To achieve all this, Sephora made some major internal changes. They launched an innovation lab in 2015 with the explicit purpose of using AI to bridge the gap between online and in-store experience. They also merged their physical and virtual teams to look at customers from a 360-degree perspective. Mary Beth Laughton, Sephora’s SVP of Omni retail, says, “The power of using that data to better appeal to her at every touchpoint and understand her in a deeper way enables us to create these experiences that she cares about across our channels. Loyalty is a data-driven ecosystem, so that’s hugely powerful.”

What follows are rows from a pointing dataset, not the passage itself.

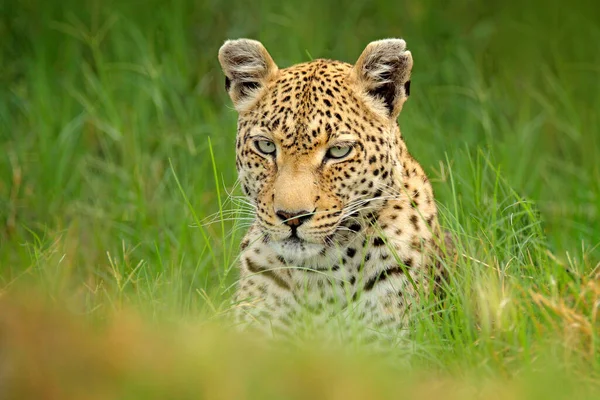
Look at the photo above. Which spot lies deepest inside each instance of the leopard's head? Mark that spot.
(317, 143)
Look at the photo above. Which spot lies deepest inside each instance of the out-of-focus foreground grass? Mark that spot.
(117, 165)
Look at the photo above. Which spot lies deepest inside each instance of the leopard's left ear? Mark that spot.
(248, 68)
(382, 73)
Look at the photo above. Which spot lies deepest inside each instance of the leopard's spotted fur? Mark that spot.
(356, 235)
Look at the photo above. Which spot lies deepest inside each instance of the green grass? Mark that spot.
(118, 149)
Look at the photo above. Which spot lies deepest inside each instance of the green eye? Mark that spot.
(339, 151)
(265, 146)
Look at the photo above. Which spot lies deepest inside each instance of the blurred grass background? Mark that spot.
(117, 148)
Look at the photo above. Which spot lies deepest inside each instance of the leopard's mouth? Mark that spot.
(296, 250)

The value of AI in omnichannel efforts is hard to overstate. Propensity models driven by AI are extremely effective at increasing customer retention and reducing churn. Forbes reports, “56% of brands and retailers say that order track-and-traceability strengthened with AI and machine learning is essential to delivering excellent customer experiences.” And Gartner predicts that “by 2025, customer service organizations who embed AI in their customer engagement center platforms will increase operational efficiencies by 25%, revolutionizing customer care in the process.”
As the digital and physical worlds overlap more and more, customers are becoming increasingly accustomed to getting goods and services right away. The retailers who will flourish into the next decade and beyond are those that embrace the power of artificial intelligence to transform their omnichannel efforts.